Parmi ces réalisations, plusieurs sont protégées, en revanche, s’il existe bien un recensement exhaustif des réalisations dans le département (lavoirs de l’Yonne), cette production mériterait une étude plus approfondie, notamment sur l’architecte lui-même (Edme Tircuit) et sur le corpus de façon plus globale. Certaines œuvres sont attribuées en effet à Tircuit aîné et d’autres à son fils, ce qui serait plausible dans la mesure où les réalisations perdurent jusque dans les années 1870. Il ne s’agit cependant que de suppositions. Outre la réalisation de lavoirs, Edme Tircuit est également connu pour ses ponts sur le Serein et pour l’église Saint-Martin de l’Isle-sur-Serein, exemple tout à fait intéressant et relativement rare dans le département de l’architecture historiciste.
La construction de lavoirs se perpétue pendant tout le XIXe siècle, avec une amélioration du confort intérieur : sanitaires, chaufferie, verrières et l’apparition d’un système de pompage par éoliennes suivant le brevet d’Ernest-Sylvain Bollée, mis en œuvre notamment à Arthonnay.

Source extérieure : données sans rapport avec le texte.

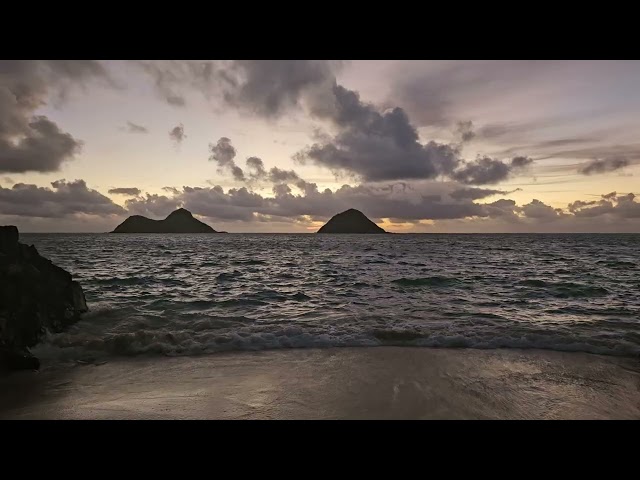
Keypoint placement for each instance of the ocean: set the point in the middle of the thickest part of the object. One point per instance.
(184, 295)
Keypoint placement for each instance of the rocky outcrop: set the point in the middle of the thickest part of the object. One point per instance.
(180, 221)
(350, 221)
(36, 297)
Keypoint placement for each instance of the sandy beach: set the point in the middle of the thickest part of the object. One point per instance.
(337, 383)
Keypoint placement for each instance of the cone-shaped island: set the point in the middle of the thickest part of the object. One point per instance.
(350, 221)
(180, 221)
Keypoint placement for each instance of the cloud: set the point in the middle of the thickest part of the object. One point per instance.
(63, 199)
(30, 142)
(486, 170)
(255, 168)
(132, 191)
(605, 165)
(612, 205)
(382, 146)
(464, 131)
(153, 206)
(177, 134)
(477, 193)
(173, 190)
(271, 87)
(267, 88)
(434, 92)
(223, 153)
(277, 175)
(134, 128)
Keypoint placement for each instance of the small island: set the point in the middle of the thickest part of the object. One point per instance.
(350, 221)
(179, 221)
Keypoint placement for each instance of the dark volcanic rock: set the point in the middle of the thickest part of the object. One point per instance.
(180, 221)
(351, 221)
(36, 296)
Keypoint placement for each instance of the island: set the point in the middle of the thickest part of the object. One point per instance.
(179, 221)
(350, 221)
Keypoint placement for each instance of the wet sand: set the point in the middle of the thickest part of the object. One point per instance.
(337, 383)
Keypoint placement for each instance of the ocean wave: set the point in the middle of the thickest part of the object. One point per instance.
(202, 339)
(427, 282)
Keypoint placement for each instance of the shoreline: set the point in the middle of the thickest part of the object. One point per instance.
(333, 383)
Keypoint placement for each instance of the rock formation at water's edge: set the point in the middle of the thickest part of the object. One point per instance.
(36, 297)
(179, 221)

Un travail d’investigation reste à réaliser sur la production dans le département, de façon à affiner les connaissances sur les typologies, les conditions de réalisation de ces équipements ainsi que leurs auteurs, ils sont en effet symptomatiques d’une période charnière entre l’architecture des lumières et l’architecture plus générique de la seconde moitié du XIXe siècle et constituent une synthèse réussie entre la diffusion de modèles et leur réalisation à l’aide de savoir-faire et de matériaux locaux, dont l’intégration paysagère et la qualité esthétique demeurent exemplaires.
Biblio
- Revue « Monuments historiques » Août-septembre 1994- La vallée de l’Yonne
- Catalogue de l’exposition « Le Sénonais au XVIIIème siècle » Musées de Sens- 1987
- Louis Bruyère, Études relatives à l’art des constructions, 1828 chez Bance aîné, éditeur.